Pflug says he will be happy when the old buildings — Dexter Real Estate-Insurance and Off Broadway Terrace apartments — are finally demolished. The city paid roughly $1.5 million for the two parcels of property to the left of city hall.
Pflug walks into the kitchen and living area of the station, pointing to an extended part of the wall behind the kitchen cabinets. “We built this to cover up a big beam we put in to hold the wall in place. Behind that build-out, there’s a gap all the way down where the wall is separating. I could stand here and look straight downstairs …”
Firefighter Justin McBride says having more room in the bay will help. “It gets really crowded, four down there in the bay. And obviously the back of the station is in poor repair.”
But McBride’s face lights up just as he thinks of one new addition: “We are going to have a training tower as part of the new station. That is one big thing. A lot of times we want to run a quick, 15-minute drill and we have to go off-site to the parking garage or somewhere else. Now, we can do quick drills from the tower, so that’ll be really nice.”
Battalion Chief Gabe Heatherly said having more room in the bay will be a game-changer. “Right now, it’s good weather, so we have one of the smaller trucks that doesn’t have water on it parked outside,” Heatherly says. But usually, they keep everything “tucked in, secure and clean so it will last 20 years. But now, some have to sit outside because we don’t have the space.
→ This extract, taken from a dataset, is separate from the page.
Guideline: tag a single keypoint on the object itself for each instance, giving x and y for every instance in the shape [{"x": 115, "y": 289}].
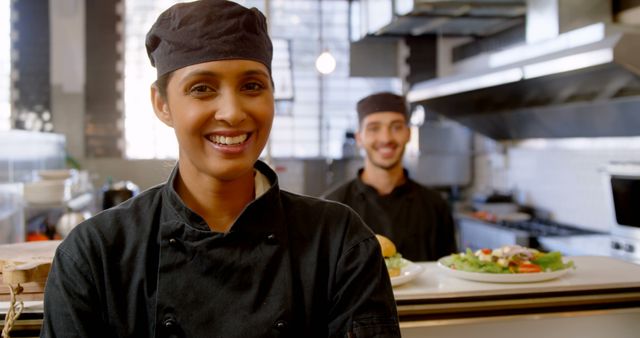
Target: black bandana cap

But we’ll sometimes just jam it into the bay.”
Heatherly says the bay has always been a tight squeeze, but now that they are worried a truck could fall through, “we lost more space,” he says, making it sometimes feel like working a jigsaw puzzle in order to get all vehicles to fit.
He’s also looking forward to a technology upgrade. “We do very little paper reporting — everything’s web-based, from our truck checks to incident reports,” Heatherly says. “… Some of the station’s new attributes will allow us to respond using digital maps, which we’ll have displayed out there.”
Of course, Heatherly says more space also means more space to maintain.
Pflug says that’s something he’s looking forward to. “We’ll have a bigger training room, where we can host in the common area.” He says now, when the fire department does community outreach, such as bringing members in to do CPR trainings, participants sit “right in the middle amongst it all,” which they both say can be distracting when learning.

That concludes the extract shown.